Emily Brontë (1818-1848)


Não sei como explicá-lo, mas certamente que tu e toda a gente têm a noção de que existe, ou deveria existir, um outro eu para além de nós próprios. Para que serviria eu ter sido criada, se apenas me resumisse a isto? Os meus grandes desgostos neste mundo foram os desgostos do Heathcliff, e eu acompanhei e senti cada um deles desde o início; é ele que me mantém viva.
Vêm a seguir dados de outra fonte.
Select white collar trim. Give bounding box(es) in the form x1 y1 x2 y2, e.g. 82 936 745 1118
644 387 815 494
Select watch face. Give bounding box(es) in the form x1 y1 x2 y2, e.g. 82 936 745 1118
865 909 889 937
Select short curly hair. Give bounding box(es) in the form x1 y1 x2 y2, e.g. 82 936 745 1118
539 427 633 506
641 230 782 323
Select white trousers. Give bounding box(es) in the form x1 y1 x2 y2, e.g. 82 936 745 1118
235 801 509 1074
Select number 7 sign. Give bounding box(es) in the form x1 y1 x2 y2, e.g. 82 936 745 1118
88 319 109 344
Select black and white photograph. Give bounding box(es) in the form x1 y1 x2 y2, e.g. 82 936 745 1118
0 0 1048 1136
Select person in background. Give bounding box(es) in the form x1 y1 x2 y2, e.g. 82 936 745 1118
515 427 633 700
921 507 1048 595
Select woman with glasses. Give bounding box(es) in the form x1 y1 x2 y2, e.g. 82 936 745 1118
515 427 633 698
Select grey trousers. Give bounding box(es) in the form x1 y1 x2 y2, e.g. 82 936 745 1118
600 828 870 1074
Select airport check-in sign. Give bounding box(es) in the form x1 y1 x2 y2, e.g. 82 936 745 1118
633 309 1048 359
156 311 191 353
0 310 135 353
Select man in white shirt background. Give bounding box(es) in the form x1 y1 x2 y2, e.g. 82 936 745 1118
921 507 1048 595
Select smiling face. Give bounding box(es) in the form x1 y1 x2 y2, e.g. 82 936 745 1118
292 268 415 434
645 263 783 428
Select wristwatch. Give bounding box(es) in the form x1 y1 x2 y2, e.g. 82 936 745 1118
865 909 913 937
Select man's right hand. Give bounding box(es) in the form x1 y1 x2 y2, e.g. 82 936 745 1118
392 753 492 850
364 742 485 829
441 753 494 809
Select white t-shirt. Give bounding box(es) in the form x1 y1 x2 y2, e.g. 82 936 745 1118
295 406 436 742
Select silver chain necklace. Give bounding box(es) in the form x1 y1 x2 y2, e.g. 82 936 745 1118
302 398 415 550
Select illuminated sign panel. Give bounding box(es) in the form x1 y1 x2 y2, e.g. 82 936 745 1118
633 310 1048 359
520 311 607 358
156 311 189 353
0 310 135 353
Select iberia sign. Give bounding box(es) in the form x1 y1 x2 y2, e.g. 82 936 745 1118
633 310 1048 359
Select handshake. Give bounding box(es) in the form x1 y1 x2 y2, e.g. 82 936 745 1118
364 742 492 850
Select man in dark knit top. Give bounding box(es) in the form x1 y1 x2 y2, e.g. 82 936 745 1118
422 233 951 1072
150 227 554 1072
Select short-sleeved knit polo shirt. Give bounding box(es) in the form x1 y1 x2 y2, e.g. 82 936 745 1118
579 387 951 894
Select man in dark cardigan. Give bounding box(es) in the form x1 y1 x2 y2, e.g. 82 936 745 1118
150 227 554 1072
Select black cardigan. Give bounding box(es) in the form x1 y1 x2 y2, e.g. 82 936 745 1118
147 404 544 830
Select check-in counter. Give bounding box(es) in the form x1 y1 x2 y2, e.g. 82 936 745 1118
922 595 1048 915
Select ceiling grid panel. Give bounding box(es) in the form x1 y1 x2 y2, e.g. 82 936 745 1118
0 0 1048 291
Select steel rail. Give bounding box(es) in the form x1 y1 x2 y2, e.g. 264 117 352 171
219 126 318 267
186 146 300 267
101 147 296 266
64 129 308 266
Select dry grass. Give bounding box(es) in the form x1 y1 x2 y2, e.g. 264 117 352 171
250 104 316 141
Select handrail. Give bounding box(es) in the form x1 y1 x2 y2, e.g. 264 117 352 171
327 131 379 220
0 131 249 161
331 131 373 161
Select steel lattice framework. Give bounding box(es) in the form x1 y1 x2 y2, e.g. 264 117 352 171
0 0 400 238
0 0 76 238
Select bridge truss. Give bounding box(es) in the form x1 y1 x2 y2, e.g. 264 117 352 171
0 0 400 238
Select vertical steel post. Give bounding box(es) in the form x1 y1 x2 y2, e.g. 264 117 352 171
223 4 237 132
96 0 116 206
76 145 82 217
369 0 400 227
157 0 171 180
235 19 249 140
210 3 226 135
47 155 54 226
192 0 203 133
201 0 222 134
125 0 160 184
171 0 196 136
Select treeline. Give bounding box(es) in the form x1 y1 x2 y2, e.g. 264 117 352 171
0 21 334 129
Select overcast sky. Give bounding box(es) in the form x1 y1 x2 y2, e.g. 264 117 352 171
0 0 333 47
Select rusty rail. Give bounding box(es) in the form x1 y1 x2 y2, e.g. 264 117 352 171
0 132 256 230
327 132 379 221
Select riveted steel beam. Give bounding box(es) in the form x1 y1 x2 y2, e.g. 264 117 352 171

Se tudo o mais perecesse e ele ficasse, eu continuaria, mesmo assim, a existir; e, se tudo o mais ficasse e ele fosse aniquilado, o universo tornar-se-ia para mim numa vastidão desconhecida, a que eu não teria a sensação de pertencer. O meu amor pelo Linton é como a folhagem dos bosques: transformar-se-á com o tempo, sei-o bem, como as árvores se transformam com o Inverno. Mas o meu amor por Heathcliff é como as penedias que nos sustentam: podem não ser um deleite para os olhos, mas são imprescindíveis. Nelly, eu sou o Heathcliff. Ele está sempre, sempre, no meu pensamento. Não por prazer, tal como eu não sou um prazer para mim própria, mas como parte de mim mesma, como eu própria. Portanto, não voltes a falar na nossa separação, pois é algo de impraticável, e...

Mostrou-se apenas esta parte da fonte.